More than 1,200 Ugandan health workers infected with COVID-19

Health workers wearing protective suits as a precaution lower the body of a covid-19 victim for burial at a graveyard in Gulu, northern Uganda. The East African country now has more than 6,000 confirmed COVID-19 cases and more than 60 deaths. /Sally Hayden/SOPA Images/LightRocket/Getty Images
FILE PHOTO: Health workers wearing protective suits as a precaution lower the body of a covid-19 victim for burial at a graveyard in Gulu, northern Uganda. (Photo by Sally Hayden/SOPA Images/LightRocket via Getty Images)

Uganda’s Ministry of Health on Tuesday confirmed that more than 1,200 health workers had tested positive for COVID-19 since the first case was reported in the country in March.

“To date, we have registered 1,238 confirmed cases amongst health workers. Out of these, 10 deaths have been reported in different categories of medical workers,” Dr.
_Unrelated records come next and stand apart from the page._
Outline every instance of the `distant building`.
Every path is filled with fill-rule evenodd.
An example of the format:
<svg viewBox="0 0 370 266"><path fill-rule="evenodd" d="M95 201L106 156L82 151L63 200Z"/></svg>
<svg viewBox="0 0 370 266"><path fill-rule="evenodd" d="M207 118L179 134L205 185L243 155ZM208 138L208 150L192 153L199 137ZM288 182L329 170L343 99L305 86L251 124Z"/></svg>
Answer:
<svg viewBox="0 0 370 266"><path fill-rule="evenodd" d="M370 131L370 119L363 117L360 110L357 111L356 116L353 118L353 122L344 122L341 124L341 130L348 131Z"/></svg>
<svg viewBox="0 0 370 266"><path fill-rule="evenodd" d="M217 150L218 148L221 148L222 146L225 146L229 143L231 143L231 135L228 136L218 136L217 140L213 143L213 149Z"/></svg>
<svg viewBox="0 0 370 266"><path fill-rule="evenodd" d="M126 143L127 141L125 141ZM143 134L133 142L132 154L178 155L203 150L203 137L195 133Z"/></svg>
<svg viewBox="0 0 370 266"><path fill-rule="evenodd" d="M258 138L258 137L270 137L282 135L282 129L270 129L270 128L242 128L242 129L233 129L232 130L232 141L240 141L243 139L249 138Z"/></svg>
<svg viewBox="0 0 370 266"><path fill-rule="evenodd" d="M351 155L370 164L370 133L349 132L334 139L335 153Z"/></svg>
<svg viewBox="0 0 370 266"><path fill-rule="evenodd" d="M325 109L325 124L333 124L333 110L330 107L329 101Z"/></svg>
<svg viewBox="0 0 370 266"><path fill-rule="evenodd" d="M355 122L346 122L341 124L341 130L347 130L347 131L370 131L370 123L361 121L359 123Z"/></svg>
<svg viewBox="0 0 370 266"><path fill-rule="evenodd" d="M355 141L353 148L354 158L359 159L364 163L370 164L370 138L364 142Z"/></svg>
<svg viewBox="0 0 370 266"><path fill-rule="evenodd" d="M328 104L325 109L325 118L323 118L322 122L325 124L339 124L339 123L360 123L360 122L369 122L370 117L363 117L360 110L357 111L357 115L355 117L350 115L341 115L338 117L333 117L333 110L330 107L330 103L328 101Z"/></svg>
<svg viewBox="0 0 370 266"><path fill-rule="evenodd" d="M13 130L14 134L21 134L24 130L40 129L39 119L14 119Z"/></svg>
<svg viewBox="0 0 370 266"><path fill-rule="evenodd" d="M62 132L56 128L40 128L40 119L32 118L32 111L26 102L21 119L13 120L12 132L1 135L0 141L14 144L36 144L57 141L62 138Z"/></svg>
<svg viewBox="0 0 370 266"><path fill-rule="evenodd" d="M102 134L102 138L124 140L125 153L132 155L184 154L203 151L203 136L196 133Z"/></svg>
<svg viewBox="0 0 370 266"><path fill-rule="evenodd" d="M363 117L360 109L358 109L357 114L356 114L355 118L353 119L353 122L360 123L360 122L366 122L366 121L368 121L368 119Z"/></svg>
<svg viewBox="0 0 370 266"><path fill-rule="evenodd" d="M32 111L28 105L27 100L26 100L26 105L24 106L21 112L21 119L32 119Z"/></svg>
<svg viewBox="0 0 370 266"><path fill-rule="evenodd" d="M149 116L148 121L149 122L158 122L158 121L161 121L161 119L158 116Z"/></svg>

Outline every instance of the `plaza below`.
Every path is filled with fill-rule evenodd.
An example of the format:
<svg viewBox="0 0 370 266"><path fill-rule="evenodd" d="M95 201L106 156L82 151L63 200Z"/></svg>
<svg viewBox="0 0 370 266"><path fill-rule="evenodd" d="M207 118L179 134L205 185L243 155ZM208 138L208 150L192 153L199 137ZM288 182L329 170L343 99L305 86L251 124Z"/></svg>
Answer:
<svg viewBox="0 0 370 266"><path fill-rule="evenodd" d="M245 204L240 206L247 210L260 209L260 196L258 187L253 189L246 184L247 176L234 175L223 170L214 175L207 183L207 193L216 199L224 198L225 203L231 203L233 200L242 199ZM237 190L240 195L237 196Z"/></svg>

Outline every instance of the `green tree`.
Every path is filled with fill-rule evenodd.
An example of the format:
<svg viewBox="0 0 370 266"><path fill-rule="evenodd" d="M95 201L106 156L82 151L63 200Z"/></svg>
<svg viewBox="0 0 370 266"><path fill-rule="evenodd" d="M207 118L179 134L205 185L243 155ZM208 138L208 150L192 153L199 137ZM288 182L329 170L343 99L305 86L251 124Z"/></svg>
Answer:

Joyce Moriku Kaducu, Minister of State for Primary Health Care, said.

According to investigations, the cases are believed to have emerged from the communities within which the health workers live in, for both private and public health sector workers.

Kaducu reiterated that the ministry continues to prioritize the safety of health workers and it had laid out certain interventions to address the situation.

The measures include intensified risk communication on infection, prevention and control measures within hospital settings and ensuring availability of adequate supplies of personal protective equipment (PPE).

The World Health Organization (W.H.O.) attributed infection of health workers to a number of factors including inadequate access to PPE, exposure to patients who do not show signs of the disease and repurposing of health workers for COVID-19 response without adequate briefing.

The W.H.O. urged African governments to ensure health workers are given the necessary equipment, skills and information to protect themselves as it noted that “one infection among health workers is one too many.”